Newly-elected+Head+Prefect+Jade+Stanford+%2722+gives+her+runoff+speech+in+front+of+the+Ted+Slavin+field.

Natalie Cosgrove

Newly-elected Head Prefect Jade Stanford ’22 gives her runoff speech in front of the Ted Slavin field.

Jade Stanford ’22 and Chronicle Assistant Features Editor Quincey Dern ’22 were voted as Head Prefects for the 2021-2022 school year, announced in an email sent to students April 20. This marks the first time two female students have been chosen as Head Prefects in the school’s history.

Dern said she was overjoyed when notified of her election win and is already formulating plans for Prefect Council next year.

“I am beyond ecstatic to hold the honor of Head Prefect and I couldn’t be more thrilled to work alongside my dear friend Jade Stanford,” Dern said. “As we approach the end of this year, I will start planning for the fall and hope to lay the groundwork for new initiatives.”

Dern also said that as students return to in-person learning, it is her objective to cultivate warmth and understanding among pupils.

“My greatest goal for Harvard-Westlake is that our student body will come together and create a culture of inclusion and kindness towards one another so that each student feels comfortable and safe within the community,” Dern said. ”I truly love the people of our school and want to thank the students for making this happen. As we hopefully return to a version of normalcy, I will dedicate myself to engaging with and listening to my peers, making their voices heard and implementing positive change.”

Each candidate had a total of four minutes to speak on their plans

After introductions by current Head Prefects Jonathan Cosgrove ’21 and Cleo Maloney ’21, the four candidates—Stanford, Dern, Jack Coleman ’22 and Jason Thompson ’22—all gave speeches addressing sophomores and juniors during a webinar April 19 along with an answer to an unprepared question regarding misconceptions about themselves. Sophomores and juniors then indicated their top two choices in surveys sent immediately following the event and were given until 3 p.m. the following day to cast their votes. In light of the recent return to school, the event was also the first opportunity for juniors to return to campus, and over 200 of them gathered socially distanced on the bleachers to watch live while the remaining students viewed from home.
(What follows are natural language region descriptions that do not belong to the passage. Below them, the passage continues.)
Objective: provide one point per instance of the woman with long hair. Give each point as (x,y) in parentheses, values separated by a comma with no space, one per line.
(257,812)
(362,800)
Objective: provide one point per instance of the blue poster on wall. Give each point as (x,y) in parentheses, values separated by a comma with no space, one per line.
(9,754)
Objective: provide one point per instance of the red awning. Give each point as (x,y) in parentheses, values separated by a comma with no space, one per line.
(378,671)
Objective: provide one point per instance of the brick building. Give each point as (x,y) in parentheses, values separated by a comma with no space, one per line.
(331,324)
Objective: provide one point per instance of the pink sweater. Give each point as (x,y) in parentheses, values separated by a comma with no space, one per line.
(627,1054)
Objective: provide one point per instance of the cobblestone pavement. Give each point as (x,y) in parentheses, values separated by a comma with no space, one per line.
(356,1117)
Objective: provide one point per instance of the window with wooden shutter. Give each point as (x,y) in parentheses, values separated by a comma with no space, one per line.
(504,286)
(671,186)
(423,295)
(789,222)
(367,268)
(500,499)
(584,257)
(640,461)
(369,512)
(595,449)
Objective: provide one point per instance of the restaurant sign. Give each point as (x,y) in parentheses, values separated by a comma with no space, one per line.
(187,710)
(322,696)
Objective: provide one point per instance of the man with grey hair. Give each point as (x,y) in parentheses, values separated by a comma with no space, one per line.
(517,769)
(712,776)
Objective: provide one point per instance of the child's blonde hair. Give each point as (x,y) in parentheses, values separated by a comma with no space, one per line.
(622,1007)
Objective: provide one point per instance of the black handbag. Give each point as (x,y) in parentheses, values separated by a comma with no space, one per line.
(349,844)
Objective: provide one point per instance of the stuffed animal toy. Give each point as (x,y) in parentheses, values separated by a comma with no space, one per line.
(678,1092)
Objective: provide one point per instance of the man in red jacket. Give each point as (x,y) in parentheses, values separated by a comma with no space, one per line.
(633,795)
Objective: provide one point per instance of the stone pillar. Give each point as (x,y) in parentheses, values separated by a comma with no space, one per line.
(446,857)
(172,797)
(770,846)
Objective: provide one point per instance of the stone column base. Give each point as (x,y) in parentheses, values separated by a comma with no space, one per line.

In response to a prepared question about problems regarding COVID-19 next school year, Stanford said she is optimistic and hopes for increased interactions between students of different grades.

“As we prepare to return to the Harvard-Westlake we know and love, there will inevitably be some bumps along the way,” Stanford said. “I think it is less about what problems I will foresee and more about the opportunities that will lie ahead. I know we’re all looking forward to bonding as [individual] grades, but I don’t want us to forget something that makes the Upper School as special as it is: the bond between grades.”

Seven juniors ran for Head Prefect, four of which made it to runoffs

In his candidate statement sent to students via email April 18, Thompson said if elected, he would push to diversify the use of the Community Flex Time block in the new schedule.

“As Head Prefect, I would want to implement something I was passionate about and had the support of administrators to start, but was not able to do, due to [COVID-19], which was a varied use of the new Community Flex Times,” Thompson said. “While on Zoom, these times were filled with great guest speakers, but when we shift back onto campus, as Head Prefect I would want to lead the shift of these times being for the enjoyment of the HW community whether that entails intramural sports, coffee houses or performances from performing arts groups.”

Coleman said one of his goals was to require that teachers set aside class time for students to start their homework during the 75-minute periods.

“My first major proposal would be to mandate that teachers reserve the last 15 minutes of class time for homework,” Coleman said. “This reasonable proposal would allow us to get a head start on homework (reducing our after-school homework load by at least an hour), while still reserving plenty of time for lectures. Besides, this will help teachers too because when students practice work they just learned, we retain the information better and teachers will have to spend less time going over questions and reteaching material.”